Which is why it was a big deal, to me, to participate in my first "official" (meaning where there were other people and a start/finish line and people were wearing bibs with numbers instead of lobsters on them) 5K race. Thanks to a husband who understood that I wanted to try this first one out on my own, I headed out early on Saturday morning, still making excuses in my head as to why I didn't want to do this.
"I'm really proud of you for doing something that is so far outside your comfort zone," Chris said, and that's exactly it. That's why I felt compelled to follow through. A few of my runner friends have these t-shirts they wear, boasting about a race they completed, and I wanted to earn a t-shirt, too. I started attempting to run back in November and at the beginning, finishing a mile without stopping or pitching backwards off the treadmill was a big accomplishment for me. Since November, I've built up some endurance and wanted to try the 3.1 mile race with the aim to finish, without walking, and without falling into a ditch.
"Do you know where the registration table is?" I asked a lady at the event, who was wearing fancy sneakers and a worn-looking t-shirt that claimed a marathon finish back in 2010.
"I actually have no idea," she said, and since we were both alone, we walked around the venue until we found the small table staffed with caffeinated volunteers.
"Oh, here we go!" she said, and we both checked in, grabbed our bib numbers, and stood off to the side to pin them to our shirts.
"Where should I be sticking this?" I asked, fumbling and awkward and ready to bail because my nerves were fraying.
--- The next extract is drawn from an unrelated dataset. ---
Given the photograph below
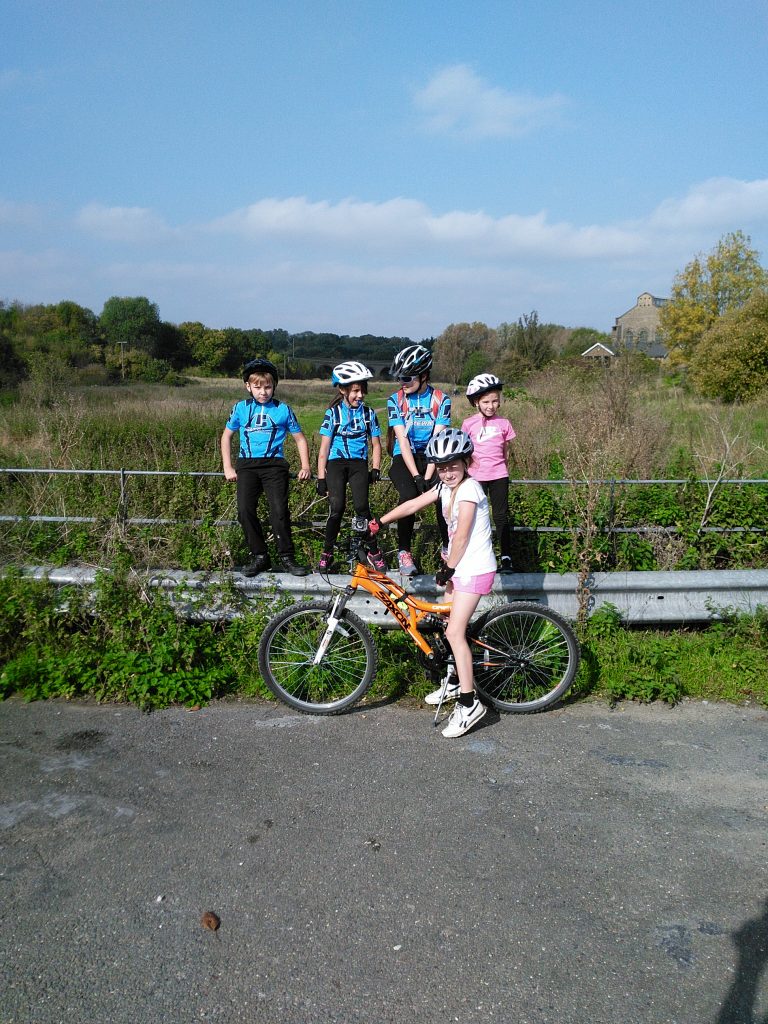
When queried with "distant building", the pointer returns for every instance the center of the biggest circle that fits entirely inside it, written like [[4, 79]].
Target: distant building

"They want them pinned to the fronts of our shirts for this one," she said, gesturing to my belly button. "Is this your first race?"
"It is." I pinned the number to my shirt, noting ruefully that the "138" was just three points higher than my Dexcom was reading. "Can you tell?"
"You'll be fine. Once you start, just keep going until you finish, right?" She pulled on her gloves to warm her hands against the unseasonably chilly April morning. "I'll see you at the finish line."
So far outside my comfort zone that I couldn't even see the hazy edge, I finished the race. I didn't walk. I didn't come in last. My pace was decent. My blood sugars didn't tank. I felt proud of myself for following through on this, and not backing out in the end because I was self-conscious. Now I have a t-shirt, and I earned that shit. Oh, and I didn't fall into any ditches and roll down a hill or anything.
And oddly enough, I am looking forward to doing it again.